District Assistant Superintendent Ed Grande told Patch that there were only two school days (Sept. 26 and 30) where the district was down a nurse, which occurred when the Valley Road School nurse called out. Grande says although the district has four substitute nurses, one is already the full-time sub at Kumpf and the other three were unavailable on those two days. 

"We took the other nurses – not the nurse from Kumpf school because we wanted to make sure Kumpf was covered with a newly diagnosed diabetic student coming back – but the nurses from the high school, preschool and Hehnly, each covered Valley Road for about an hour and half each," Grande told Patch. "So on two occasions we pulled them each for an hour and a half. And Kumpf has not been without a nurse for five minutes. It's not optimal, but it certainly wasn't a crisis. I'm not trying to underplay this, but to call it a crisis, does not give our school nurses enough credit."

Grande says what the district has now done by approving an agreement with Bayada is provide "a band-aid for the band-aid" to doubly ensure that all the schools are covered when a nurse calls out or accompanies a student on a field trip. 

"The subs were our contingency plan, but we realize now that we need a contingency for our contingency plan," Grande told Patch. "If this happens again, we can call the nursing agency."

Whether Burkhard was the reason behind the change, Grande said the arrangement would have come about organically anyway. 

"The first month of school was not a problem, but with the onset of field trips, we would have had to gone with this plan anyway," he says. 

As to hiring a new full-time nurse for Kumpf, Grande says the district is working on it and that the candidates they interviewed previously didn't fit for various reasons. (The long-term sub at Kumpf was not interested in the position full-time, says Burkhard.)

"It's a shallow pool to chose from," says Grande. "We want to be sure we have a high-quality person and not everyone is a good candidate."

As to whether the district only offers entry-level pay, Grande says it is their rule of thumb, but that they are flexible.

"We try to be conservative," he told Patch. "We try to be mindful of the taxpayers. Clark is a good place to work and we’ve made a commitment to taxpayers where we tend to bring people in at Step 1 to be fiscally responsible. It's a rule of thumb, but that's not to say we are only willing to offer this dollar amount and everyone over this dollar amount is not considered.
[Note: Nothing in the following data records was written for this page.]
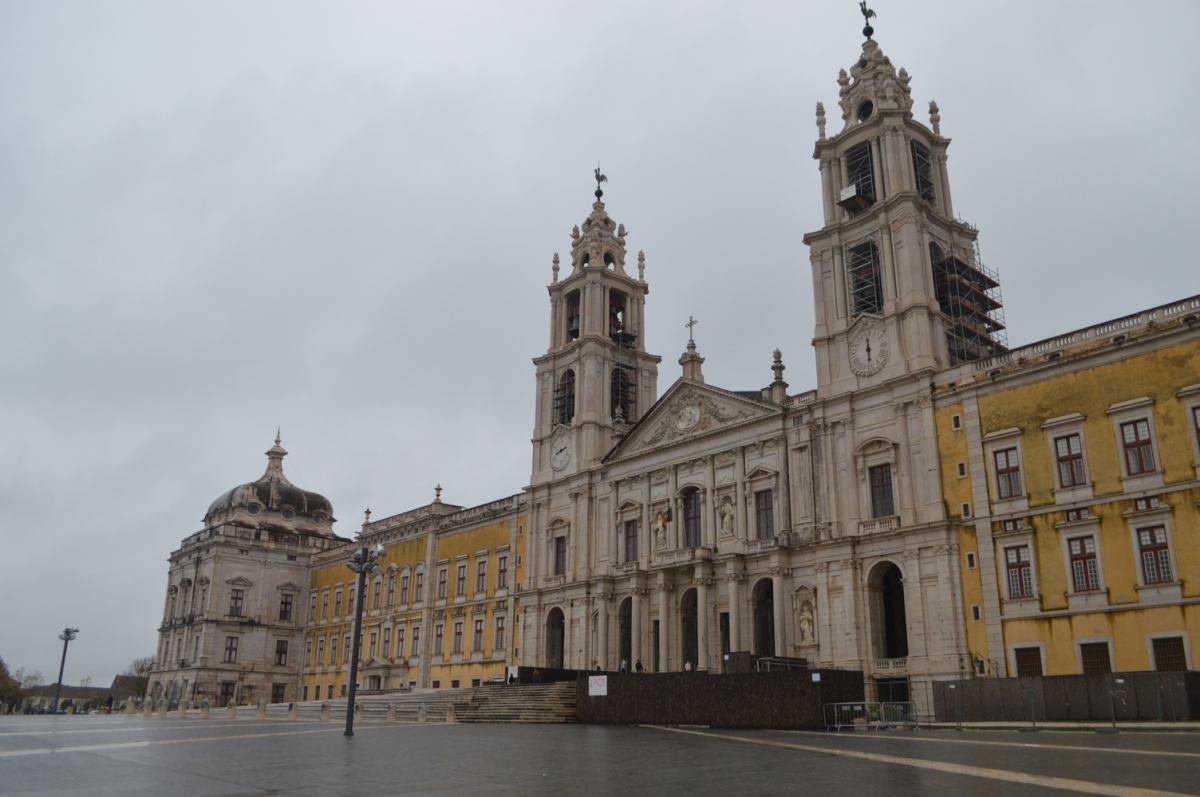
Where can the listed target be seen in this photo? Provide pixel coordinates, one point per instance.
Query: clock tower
(898, 283)
(597, 378)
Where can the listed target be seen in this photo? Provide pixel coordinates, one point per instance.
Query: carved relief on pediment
(690, 413)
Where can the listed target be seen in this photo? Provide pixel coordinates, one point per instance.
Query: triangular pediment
(687, 411)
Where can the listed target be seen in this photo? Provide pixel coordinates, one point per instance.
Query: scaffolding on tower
(969, 294)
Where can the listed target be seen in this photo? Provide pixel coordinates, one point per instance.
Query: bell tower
(597, 378)
(898, 282)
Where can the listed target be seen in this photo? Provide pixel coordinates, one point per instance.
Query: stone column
(735, 580)
(779, 594)
(664, 633)
(635, 631)
(603, 631)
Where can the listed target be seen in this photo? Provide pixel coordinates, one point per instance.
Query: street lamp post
(66, 636)
(363, 562)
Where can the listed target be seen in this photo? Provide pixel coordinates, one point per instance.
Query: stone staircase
(552, 702)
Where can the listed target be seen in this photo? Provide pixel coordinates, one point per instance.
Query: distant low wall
(781, 699)
(1168, 696)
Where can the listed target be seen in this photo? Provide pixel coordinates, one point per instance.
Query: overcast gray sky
(222, 217)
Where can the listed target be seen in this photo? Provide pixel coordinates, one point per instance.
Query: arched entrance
(689, 640)
(625, 633)
(555, 639)
(889, 627)
(763, 601)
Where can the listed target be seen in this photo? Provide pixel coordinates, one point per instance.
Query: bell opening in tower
(573, 315)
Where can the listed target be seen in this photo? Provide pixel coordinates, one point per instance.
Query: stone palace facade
(939, 507)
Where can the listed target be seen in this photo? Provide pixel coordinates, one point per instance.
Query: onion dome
(276, 497)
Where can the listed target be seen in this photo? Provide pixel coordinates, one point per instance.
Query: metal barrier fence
(867, 715)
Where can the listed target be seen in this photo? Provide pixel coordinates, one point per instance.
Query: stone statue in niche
(807, 624)
(726, 515)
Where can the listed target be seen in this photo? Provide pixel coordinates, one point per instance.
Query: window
(564, 396)
(881, 491)
(1156, 556)
(1084, 568)
(691, 519)
(864, 279)
(235, 601)
(1008, 473)
(859, 171)
(1095, 657)
(1169, 654)
(1029, 661)
(923, 167)
(286, 607)
(559, 556)
(1069, 453)
(1139, 453)
(1020, 573)
(765, 514)
(630, 540)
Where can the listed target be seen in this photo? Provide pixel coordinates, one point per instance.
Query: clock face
(561, 453)
(688, 417)
(868, 351)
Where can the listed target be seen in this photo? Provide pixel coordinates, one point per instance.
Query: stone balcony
(879, 525)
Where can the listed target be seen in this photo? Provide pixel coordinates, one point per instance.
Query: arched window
(564, 397)
(691, 517)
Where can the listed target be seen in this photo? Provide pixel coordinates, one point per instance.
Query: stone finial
(778, 388)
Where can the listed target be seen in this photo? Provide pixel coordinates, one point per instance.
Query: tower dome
(275, 497)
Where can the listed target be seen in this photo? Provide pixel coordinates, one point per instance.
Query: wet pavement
(151, 756)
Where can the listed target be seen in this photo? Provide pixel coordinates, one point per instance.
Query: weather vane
(867, 18)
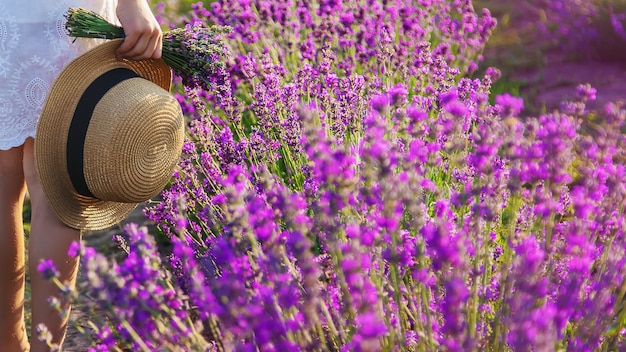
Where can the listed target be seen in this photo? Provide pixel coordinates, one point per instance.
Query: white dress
(34, 48)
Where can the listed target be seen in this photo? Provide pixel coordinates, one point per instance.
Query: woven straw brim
(74, 210)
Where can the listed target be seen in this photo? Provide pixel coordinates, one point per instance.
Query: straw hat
(109, 137)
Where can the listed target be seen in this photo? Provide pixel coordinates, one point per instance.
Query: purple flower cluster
(350, 189)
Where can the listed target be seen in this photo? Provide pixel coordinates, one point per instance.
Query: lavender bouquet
(194, 53)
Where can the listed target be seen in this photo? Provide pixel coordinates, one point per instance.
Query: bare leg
(49, 239)
(12, 188)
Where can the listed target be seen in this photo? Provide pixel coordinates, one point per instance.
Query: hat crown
(133, 142)
(108, 138)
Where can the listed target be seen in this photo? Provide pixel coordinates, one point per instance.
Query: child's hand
(143, 33)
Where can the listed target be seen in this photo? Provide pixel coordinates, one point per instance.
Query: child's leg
(12, 188)
(49, 239)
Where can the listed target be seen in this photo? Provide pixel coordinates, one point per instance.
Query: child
(33, 50)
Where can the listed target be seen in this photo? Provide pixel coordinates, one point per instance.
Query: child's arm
(143, 33)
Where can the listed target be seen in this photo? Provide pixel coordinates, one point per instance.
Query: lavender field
(353, 182)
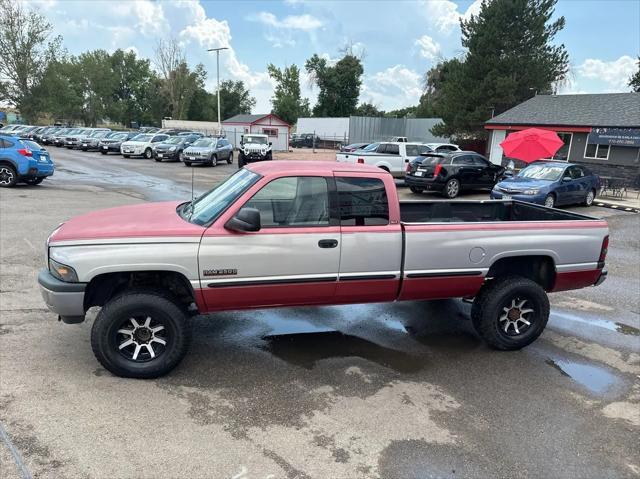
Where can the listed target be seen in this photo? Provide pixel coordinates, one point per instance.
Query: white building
(269, 124)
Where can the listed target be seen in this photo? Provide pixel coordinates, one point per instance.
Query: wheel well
(105, 286)
(540, 269)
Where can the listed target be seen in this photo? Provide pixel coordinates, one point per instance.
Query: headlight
(62, 272)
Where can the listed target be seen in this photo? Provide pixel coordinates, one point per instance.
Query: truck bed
(481, 212)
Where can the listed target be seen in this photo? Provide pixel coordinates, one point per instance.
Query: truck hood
(148, 220)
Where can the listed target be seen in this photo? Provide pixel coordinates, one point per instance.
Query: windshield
(203, 142)
(542, 172)
(142, 138)
(261, 140)
(371, 147)
(209, 206)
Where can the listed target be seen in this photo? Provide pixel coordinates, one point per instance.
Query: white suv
(142, 145)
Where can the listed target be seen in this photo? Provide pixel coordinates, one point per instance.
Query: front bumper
(537, 199)
(64, 299)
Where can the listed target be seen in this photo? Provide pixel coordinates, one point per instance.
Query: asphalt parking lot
(382, 390)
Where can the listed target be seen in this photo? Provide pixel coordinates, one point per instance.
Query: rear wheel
(510, 312)
(8, 176)
(452, 188)
(550, 201)
(140, 335)
(591, 195)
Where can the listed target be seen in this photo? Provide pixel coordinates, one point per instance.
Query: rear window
(362, 202)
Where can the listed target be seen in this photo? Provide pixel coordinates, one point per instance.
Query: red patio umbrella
(531, 144)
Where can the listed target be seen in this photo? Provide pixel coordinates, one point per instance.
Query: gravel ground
(383, 390)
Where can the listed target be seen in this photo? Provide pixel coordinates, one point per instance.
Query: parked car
(92, 141)
(270, 236)
(391, 157)
(173, 147)
(142, 145)
(254, 147)
(354, 147)
(112, 142)
(550, 183)
(208, 151)
(450, 173)
(24, 161)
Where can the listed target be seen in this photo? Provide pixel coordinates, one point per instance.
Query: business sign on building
(615, 136)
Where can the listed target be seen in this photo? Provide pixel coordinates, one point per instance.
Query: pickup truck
(292, 233)
(392, 157)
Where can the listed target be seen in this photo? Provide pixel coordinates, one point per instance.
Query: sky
(398, 40)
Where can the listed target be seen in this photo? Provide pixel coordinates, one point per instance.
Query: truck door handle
(328, 243)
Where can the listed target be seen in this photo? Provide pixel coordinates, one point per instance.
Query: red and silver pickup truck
(309, 233)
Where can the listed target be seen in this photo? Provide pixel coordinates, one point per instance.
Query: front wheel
(452, 188)
(550, 201)
(510, 312)
(140, 335)
(591, 196)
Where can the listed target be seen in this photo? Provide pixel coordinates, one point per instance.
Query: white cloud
(614, 73)
(395, 87)
(304, 22)
(429, 48)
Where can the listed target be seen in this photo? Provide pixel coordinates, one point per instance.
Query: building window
(563, 153)
(596, 152)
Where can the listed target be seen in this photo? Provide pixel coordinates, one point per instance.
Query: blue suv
(23, 160)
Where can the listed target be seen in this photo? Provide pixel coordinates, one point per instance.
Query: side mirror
(247, 219)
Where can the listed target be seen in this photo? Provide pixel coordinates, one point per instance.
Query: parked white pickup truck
(389, 156)
(288, 233)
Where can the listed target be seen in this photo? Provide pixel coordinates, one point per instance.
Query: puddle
(601, 323)
(305, 349)
(594, 378)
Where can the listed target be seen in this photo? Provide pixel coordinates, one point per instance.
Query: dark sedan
(450, 173)
(550, 183)
(173, 148)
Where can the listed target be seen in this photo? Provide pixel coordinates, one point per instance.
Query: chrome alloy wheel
(140, 340)
(516, 318)
(6, 176)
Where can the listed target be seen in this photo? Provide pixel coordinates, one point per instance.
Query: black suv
(450, 173)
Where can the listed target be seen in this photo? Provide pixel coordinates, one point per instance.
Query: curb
(613, 206)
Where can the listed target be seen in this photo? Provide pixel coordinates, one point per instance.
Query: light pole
(217, 50)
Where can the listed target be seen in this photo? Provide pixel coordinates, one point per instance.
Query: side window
(362, 202)
(293, 201)
(393, 149)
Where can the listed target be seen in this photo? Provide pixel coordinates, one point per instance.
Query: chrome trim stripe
(564, 268)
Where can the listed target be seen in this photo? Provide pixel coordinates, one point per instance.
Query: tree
(339, 84)
(368, 109)
(287, 101)
(634, 81)
(234, 99)
(26, 51)
(510, 55)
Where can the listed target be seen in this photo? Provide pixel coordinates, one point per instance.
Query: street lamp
(217, 50)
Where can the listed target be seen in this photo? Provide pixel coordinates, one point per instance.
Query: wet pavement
(379, 390)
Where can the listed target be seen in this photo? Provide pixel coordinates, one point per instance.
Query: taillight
(604, 250)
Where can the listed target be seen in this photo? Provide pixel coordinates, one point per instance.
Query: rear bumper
(64, 299)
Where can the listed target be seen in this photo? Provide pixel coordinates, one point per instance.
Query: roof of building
(249, 118)
(602, 109)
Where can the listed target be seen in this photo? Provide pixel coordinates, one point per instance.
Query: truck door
(293, 258)
(371, 253)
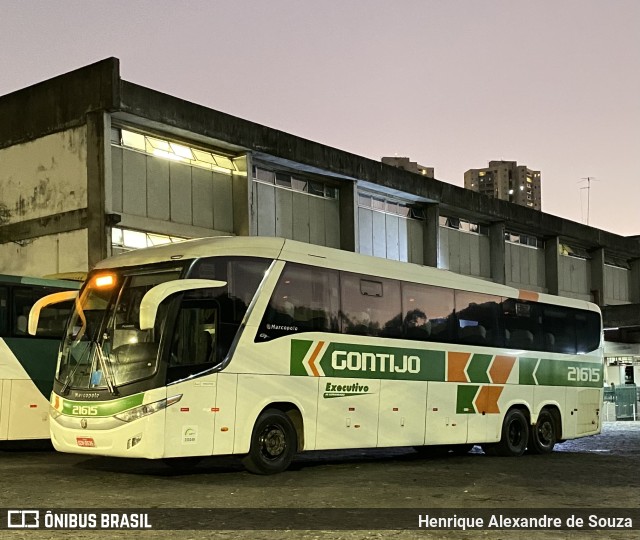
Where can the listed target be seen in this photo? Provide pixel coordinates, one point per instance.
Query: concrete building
(91, 164)
(508, 181)
(406, 164)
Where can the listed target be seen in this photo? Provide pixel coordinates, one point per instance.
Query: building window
(173, 151)
(463, 225)
(127, 240)
(390, 206)
(523, 239)
(287, 181)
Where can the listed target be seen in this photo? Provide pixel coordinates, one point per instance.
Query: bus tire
(515, 436)
(543, 436)
(274, 442)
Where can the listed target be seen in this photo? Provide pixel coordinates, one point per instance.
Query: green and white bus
(266, 347)
(28, 363)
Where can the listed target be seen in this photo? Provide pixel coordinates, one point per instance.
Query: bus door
(446, 421)
(193, 354)
(402, 413)
(347, 413)
(4, 410)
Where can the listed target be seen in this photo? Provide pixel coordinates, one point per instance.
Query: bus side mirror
(55, 298)
(154, 297)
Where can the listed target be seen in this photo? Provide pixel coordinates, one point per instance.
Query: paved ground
(598, 472)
Finances is one piece of puzzle, but we look at our needs and the best interest of students first. We do what’s best for the kids and we would never compromise the kids. That goes without saying. As soon as this situation arose we put a band-aid on the band-aid, and we are aggressively looking for a full-time nurse and additional subs."

For now, Burkhard says the substitute nurse at Kumpf is wonderful and going above and beyond to make her feel at ease – but that doesn't fix the problem of not having enough nurses for other students, she says.

“It is a very scary time when you are dealing with a medical crisis and on top of it not having the security or the comfort that while your child is in school he’ll be taken care of," Burkhard says. "It’s a shame that it has to take someone shoving things in their face for them to recognize a very serious medical need. If I didn’t speak up, would they be addressing this as they are right now? It's unfortunate that it took my son being diagnosed with an illness for this to come about.”